Shares in Avanos Medical (NYSE: AVNS), which rebranded from Halyard Health in June, have fallen over 10% today after the company posted third quarter earnings that showed profits shrinking nearly 75% and sales numbers that didn’t meet expectations on Wall Street.
The Alpharetta, Ga.-based company posted profits of $4.2 million, or 9¢ per share, on sales of $165.1 million for the three months ended September 30, seeing profits shrink 74.7% while sales grew 9.7% compared with the same period during the previous year.
Adjusted to exclude one-time items, earnings per share were 37¢, ahead of of the 26¢ consensus on Wall Street where analysts were expecting to see sales of approximately $166.7 million, which the company missed.
“We delivered a solid overall performance in the third quarter, with 10 percent top line growth and adjusted diluted EPS of $0.37, ahead of our expectations. Momentum continued in Interventional Pain and Digestive Health, while Game Ready delivered solid initial performance. Our business is well-positioned with Interventional Pain and Chronic Care growing ahead of plan for the year, while Acute Pain performance continues to be impacted by the industry-wide drug shortage and pre-fill disruption.
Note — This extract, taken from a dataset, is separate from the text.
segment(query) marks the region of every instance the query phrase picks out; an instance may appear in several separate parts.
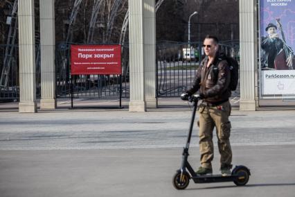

These regulatory headwinds have lasted longer than drug suppliers and pre-fillers had anticipated, and we now expect the drug shortage to continue into 2019. Overall, we anticipate this regulatory headwind to impact this year’s total sales by approximately 3 percent, and as a result, we are lowering our full-year organic sales growth range to 2 to 3 percent. Nevertheless, we are affirming our full-year adjusted diluted EPS guidance. Looking ahead, we remain confident in our long-term outlook that we reviewed at our June analyst day,” CEO Joe Woody said in a press release.
Avanos reaffirmed its previous full-year 2018 adjusted diluted earnings per share outlook of between $1.75 and $1.90.
Shares in Avanos have fallen approximately 14.7% so far today, at $50.14 as of 12:13 p.m. EST.
In June, Avanos said that it inked a $65 million deal to acquire cold and compression therapy company CoolSystems, which markets under the name Game Ready.